17 Aprile 2009
In campagna c’è la deflazione ma i prezzi al consumo aumentano

“I prodotti agricoli vengono pagati su valori inferiori in media dell’11,4 per cento rispetto allo scorso anno”.
Questo è il commento del presidente della Coldiretti del Friuli Venezia Giulia Dario Ermacora, in merito ai dati che emergono dall’analisi Ismea a marzo, a seguito della diffusione dei dati Istat sull’inflazione”.

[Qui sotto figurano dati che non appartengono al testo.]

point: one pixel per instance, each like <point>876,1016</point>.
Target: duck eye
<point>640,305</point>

“Questo – aggiunge Ermacora – dimostra che nelle campagne c’è deflazione. L'aumento della forbice dei prezzi tra produzione e consumo - sostiene il presidente - conferma la presenza di forti distorsioni esistenti nel passaggio degli alimenti dal campo alla tavola che danneggiano imprese agricole e consumatori. I prezzi – afferma Ermacora - aumentano quindi in media quasi cinque volte dal campo alla tavola e esistono dunque ampi margini da recuperare, con più efficienza, concorrenza e trasparenza, per garantire acquisti convenienti alle famiglie e sostenere il reddito degli agricoltori in un momento di difficoltà economica.”.
La caduta dei prezzi in campagna si registra per le produzioni vegetali (-15,8 per cento) che per quelle derivate dall’allevamento (- 5,2 per cento).

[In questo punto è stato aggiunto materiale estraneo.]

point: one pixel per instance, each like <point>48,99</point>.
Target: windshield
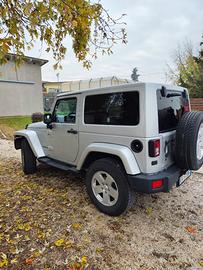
<point>170,109</point>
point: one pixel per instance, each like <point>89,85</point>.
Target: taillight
<point>187,108</point>
<point>157,183</point>
<point>154,148</point>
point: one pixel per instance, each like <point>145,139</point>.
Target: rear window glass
<point>112,109</point>
<point>170,110</point>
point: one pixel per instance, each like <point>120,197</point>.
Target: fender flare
<point>123,152</point>
<point>33,140</point>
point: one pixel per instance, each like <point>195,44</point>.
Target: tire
<point>29,163</point>
<point>189,141</point>
<point>110,172</point>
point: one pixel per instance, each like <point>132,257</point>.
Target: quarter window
<point>65,110</point>
<point>112,109</point>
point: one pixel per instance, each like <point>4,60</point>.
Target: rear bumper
<point>143,182</point>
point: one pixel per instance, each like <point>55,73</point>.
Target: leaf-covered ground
<point>48,222</point>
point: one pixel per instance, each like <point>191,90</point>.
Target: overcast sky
<point>155,29</point>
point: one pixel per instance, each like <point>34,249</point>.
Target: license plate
<point>183,178</point>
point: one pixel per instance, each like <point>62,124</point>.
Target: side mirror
<point>47,119</point>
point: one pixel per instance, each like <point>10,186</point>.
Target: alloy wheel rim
<point>199,148</point>
<point>104,188</point>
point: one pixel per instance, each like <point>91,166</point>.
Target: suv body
<point>131,126</point>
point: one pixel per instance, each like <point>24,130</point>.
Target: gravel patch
<point>48,222</point>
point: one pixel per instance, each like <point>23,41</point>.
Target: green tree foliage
<point>135,75</point>
<point>188,70</point>
<point>89,25</point>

Il record della riduzione si è verificato per i cereali con un crollo dei prezzi alla produzione del 46,4 per cento rispetto allo scorso anno a marzo, ma un forte calo delle quotazioni alla produzione si è registrato anche per vini e oli di oliva che, su base annua, hanno fatto segnare in campagna drammatiche riduzioni, rispettivamente, del 26,2 per cento e del 24,6 per cento. Un flessione rilevante tra i prodotti di allevamento è accusata dal latte (- 11,1 per cento) e dai suini (- 9,4 per cento).
Al consumo la tendenza però non è la stessa.
“Assolutamente no – spiega Elsa Bigai, direttore della Coldiretti regionale-. I prezzi per l’alimentare aumentano su base annua del 3 per cento, in base ai dati Istat. Questo significa – continua la Bigai – quasi il triplo dell’inflazione media che si attesta all’1,2 per cento. Questo scarto in un solo mese, è costato agli italiani 300 milioni di euro e ciò a causa delle inefficienze e speculazioni. Un trend – va avanti la Bigai - che impoverisce le famiglie e le imprese agricole e purtroppo ci sono i casi della pasta e quelli di latte e formaggi che registrano rispettivamente un aumento del 11 per cento e del 2,2 per cento nonostante si sia verificato un vero crollo alla produzione per le quotazioni della materie prime che rischia di far chiudere aziende agricole e stalle che non riescono più a coprire i costi di produzione. È necessario – conclude il direttore - riorganizzare le filiere agroalimentari con un forte investimento su consorzi agrari e sulle cooperative che sono il perno sul quale ruota il progetto della Coldiretti per una filiera tutta agricola, tutta italiana e firmata dagli agricoltori”.